Prométhée les quitta en effet, & se retira sur le Mont-Caucase. Mais son cœur emporta avec lui le trait qui l'avoit déchiré. Le remords d'avoir donné naissance à des esclaves, en créant les hommes, le consuma lentement & lui fit souffrir une douleur pareille à celle que souffriroit un malheureux dont les entrailles renaîtroient, lascérées sous la dent d'un vautour.
LE TOCSIN.
En ce tems-là; un étranger, en entrant dans la capitale d'un grand Empire, entendit sonner pendant long-tems le tocsin. Il interrogea les gens de la ville pour savoir quel malheur étoit arrivé. Y auroit-il quelque part un incendie?

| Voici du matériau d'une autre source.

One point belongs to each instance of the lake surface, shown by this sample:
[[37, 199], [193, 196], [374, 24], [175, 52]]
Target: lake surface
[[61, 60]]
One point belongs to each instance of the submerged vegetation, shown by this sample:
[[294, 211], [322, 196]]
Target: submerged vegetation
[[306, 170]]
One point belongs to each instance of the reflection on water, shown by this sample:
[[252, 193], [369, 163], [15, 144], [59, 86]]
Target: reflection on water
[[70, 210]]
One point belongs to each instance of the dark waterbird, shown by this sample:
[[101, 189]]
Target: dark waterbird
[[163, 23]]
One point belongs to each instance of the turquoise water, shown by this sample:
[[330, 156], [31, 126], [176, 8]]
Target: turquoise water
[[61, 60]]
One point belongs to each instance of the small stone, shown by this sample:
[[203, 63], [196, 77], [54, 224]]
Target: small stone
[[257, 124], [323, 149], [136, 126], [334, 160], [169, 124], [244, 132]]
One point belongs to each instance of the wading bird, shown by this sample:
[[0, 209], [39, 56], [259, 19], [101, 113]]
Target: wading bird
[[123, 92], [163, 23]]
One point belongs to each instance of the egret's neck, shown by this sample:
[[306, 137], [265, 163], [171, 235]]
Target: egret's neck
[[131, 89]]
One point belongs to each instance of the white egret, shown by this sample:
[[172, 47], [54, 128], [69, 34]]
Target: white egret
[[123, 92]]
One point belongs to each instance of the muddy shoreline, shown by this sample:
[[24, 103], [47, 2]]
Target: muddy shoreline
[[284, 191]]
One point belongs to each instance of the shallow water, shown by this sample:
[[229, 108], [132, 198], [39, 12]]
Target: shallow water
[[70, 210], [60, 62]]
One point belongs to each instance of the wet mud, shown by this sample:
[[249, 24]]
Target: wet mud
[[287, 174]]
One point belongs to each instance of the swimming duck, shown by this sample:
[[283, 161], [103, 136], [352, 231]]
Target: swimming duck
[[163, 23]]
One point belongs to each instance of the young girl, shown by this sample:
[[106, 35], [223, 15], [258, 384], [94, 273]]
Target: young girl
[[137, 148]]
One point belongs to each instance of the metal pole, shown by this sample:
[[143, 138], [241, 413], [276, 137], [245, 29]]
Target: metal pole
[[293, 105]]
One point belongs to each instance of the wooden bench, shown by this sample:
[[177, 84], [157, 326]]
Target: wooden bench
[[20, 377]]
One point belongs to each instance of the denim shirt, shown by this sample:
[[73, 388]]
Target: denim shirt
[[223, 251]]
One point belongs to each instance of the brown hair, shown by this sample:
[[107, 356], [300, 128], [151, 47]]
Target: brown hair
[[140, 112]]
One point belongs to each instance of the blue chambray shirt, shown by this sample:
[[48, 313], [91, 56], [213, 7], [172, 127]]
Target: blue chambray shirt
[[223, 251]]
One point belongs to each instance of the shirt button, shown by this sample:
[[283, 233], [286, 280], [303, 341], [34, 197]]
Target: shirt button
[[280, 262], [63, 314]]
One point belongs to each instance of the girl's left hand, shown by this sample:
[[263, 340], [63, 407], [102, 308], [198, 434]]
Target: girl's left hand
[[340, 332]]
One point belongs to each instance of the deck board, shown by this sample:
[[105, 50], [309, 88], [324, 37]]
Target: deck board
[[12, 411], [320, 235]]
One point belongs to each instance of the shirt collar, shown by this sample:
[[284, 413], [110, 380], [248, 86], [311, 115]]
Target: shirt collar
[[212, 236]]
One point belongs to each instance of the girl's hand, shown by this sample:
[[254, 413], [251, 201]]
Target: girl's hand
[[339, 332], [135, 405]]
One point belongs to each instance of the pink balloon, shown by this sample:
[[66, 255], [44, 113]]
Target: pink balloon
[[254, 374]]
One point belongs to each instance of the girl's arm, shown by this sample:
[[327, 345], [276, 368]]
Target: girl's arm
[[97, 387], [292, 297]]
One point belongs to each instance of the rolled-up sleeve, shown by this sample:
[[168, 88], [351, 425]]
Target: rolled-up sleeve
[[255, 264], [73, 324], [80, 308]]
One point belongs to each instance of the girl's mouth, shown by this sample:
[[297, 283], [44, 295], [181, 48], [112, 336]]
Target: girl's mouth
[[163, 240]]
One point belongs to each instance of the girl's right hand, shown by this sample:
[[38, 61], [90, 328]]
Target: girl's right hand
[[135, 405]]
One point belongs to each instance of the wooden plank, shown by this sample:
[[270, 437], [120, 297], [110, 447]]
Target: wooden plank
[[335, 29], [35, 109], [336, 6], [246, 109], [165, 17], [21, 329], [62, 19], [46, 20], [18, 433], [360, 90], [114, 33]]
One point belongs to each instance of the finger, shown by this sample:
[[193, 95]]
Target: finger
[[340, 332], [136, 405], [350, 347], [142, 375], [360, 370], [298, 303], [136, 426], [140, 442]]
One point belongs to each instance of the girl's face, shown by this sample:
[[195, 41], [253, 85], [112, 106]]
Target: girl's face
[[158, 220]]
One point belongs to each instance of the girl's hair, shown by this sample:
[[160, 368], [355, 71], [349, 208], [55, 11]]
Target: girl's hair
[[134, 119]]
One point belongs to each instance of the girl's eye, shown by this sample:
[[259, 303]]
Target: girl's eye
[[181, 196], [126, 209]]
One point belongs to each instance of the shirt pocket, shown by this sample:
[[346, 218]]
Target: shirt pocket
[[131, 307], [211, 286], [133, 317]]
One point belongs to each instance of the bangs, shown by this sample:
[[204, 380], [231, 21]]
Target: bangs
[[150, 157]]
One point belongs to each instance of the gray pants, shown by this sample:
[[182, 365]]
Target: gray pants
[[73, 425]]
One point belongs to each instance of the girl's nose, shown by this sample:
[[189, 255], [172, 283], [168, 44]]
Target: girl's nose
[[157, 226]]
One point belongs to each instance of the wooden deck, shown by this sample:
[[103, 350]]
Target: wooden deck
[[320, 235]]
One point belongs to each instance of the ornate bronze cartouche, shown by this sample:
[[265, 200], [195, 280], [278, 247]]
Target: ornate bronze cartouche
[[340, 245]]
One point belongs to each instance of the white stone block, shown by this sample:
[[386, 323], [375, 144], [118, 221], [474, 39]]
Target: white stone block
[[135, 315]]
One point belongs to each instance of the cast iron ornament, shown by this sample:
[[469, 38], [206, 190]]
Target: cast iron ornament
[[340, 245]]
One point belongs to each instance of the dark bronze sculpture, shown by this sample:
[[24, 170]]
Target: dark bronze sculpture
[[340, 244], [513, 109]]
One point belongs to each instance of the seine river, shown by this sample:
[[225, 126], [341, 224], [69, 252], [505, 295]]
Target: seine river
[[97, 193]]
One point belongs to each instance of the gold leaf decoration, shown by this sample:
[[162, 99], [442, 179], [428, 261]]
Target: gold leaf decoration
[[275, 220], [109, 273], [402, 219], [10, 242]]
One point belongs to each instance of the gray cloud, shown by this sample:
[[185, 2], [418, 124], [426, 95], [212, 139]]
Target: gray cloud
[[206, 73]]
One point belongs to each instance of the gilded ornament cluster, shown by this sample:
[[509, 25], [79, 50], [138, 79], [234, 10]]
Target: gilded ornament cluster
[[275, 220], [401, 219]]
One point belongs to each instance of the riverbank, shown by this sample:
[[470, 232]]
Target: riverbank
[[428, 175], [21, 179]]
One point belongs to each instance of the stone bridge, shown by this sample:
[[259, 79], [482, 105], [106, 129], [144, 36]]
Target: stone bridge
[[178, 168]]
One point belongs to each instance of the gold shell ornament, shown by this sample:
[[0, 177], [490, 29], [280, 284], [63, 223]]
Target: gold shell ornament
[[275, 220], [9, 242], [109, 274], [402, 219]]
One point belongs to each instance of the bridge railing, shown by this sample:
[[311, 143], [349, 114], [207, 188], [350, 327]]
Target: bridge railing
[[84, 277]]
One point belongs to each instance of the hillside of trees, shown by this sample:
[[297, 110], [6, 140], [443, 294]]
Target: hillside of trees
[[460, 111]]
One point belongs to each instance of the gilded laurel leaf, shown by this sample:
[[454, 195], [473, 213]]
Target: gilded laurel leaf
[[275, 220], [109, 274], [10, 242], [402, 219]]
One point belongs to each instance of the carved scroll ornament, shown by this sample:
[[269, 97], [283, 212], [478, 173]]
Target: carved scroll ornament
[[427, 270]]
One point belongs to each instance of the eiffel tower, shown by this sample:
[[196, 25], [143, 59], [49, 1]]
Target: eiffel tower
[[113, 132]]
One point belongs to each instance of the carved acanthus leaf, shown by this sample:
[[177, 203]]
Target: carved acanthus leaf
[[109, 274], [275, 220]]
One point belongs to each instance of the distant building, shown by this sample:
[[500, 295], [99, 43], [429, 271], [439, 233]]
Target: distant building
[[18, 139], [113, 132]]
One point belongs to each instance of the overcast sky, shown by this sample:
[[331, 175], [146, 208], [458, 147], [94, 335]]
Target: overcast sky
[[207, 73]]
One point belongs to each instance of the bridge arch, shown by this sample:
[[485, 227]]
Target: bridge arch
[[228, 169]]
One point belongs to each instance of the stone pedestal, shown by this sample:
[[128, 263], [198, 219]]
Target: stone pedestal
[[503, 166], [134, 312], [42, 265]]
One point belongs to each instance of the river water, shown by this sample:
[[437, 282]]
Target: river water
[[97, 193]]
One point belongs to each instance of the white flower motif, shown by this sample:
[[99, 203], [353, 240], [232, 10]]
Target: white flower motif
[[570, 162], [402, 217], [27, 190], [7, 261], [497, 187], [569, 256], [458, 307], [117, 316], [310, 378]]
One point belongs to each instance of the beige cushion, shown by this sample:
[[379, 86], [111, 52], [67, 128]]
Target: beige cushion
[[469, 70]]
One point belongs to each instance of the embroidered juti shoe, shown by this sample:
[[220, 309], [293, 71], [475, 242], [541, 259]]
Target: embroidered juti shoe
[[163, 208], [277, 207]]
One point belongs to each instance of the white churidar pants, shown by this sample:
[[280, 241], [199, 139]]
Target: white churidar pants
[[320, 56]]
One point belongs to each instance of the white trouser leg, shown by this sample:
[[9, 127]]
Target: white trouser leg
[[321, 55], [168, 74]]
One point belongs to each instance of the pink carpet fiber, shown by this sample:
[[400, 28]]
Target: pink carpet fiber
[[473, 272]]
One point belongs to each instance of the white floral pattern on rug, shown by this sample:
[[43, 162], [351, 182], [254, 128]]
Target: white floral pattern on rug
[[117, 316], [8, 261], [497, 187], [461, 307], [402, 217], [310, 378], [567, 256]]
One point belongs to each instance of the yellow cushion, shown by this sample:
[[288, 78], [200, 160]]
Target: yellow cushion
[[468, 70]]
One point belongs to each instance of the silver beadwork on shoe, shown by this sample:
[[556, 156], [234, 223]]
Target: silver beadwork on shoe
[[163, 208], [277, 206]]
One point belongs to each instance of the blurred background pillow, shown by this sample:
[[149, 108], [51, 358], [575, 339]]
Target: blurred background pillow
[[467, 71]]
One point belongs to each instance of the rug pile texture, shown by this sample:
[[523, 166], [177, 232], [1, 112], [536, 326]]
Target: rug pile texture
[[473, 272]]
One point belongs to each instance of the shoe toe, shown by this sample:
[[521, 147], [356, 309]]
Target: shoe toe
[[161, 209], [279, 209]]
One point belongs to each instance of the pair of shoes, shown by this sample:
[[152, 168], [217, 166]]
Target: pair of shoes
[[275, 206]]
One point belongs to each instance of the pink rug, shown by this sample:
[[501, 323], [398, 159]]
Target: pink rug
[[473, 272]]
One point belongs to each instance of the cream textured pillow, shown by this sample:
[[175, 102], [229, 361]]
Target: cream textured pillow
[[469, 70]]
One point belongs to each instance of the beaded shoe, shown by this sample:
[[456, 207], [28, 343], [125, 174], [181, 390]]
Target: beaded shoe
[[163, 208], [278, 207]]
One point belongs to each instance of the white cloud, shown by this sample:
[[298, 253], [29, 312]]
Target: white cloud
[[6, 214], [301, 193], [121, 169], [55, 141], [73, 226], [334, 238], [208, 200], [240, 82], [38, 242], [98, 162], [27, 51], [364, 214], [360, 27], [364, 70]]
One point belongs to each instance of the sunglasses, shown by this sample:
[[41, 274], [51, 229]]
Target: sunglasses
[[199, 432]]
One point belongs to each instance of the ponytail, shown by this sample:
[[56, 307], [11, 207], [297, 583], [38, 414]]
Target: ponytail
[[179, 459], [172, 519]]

Non, lui répondit quelqu'un; mais nous célébrons la naissance d'un prince qui peut-être un jour, ajouta-t-il à voix basse, sera un incendiaire. La même cloche devoit servir à annoncer deux événemens à-peu-près semblables. Il y a cependant cette différence entr'eux: c'est qu'on a établi des corps de pompes pour éteindre les incendies; mais on n'a pas encore promulgué un corps de loix pour arrêter les incendiaires.
L'ÉPREUVE.
En ce tems-là; il étoit un roi orgueilleux qui se croyoit pétri d'un autre limon que ceux qui vouloient bien lui obéir. Le sénat, placé entre lui & le peuple pour servir de médiateur, s'assembla, & convint de lui faire une remontrance à ce sujet. La reine étoit enceinte, & prête d'accoucher. Un vieux magistrat se leva du milieu de l'assemblée, & proposa l'expédient suivant, pour corriger le prince. Au moment de la naissance de l'enfant royal, on présentera au pere trois enfans nés à la même heure, & on lui laissera le soin de choisir quel est le sien. On lui dira en même-tems que, puisque les rois & leurs successeurs naissent pour le trône, pétris d'un autre limon que le reste de leurs sujets, il n'aura point de peine à distinguer l'enfant royal qui lui appartient. Le roi furieux, mais fort embarrassé, hésita long-tems, & choisit enfin pour son fils le fils du concierge du château. Alors le chef du sénat lui dit: Si l'œil du pere balance, & même se trompe sur le choix de son propre enfant, avouez, prince, que le fils du pâtre naît l'égal du fils du roi; qu'un homme ne peut se dire roi-né; qu'il ne sort pas du ventre de sa mere, tout coëffé d'une couronne; que c'est le peuple qui la confie à qui bon lui semble; en un mot, qu'un souverain n'est que primus inter pares.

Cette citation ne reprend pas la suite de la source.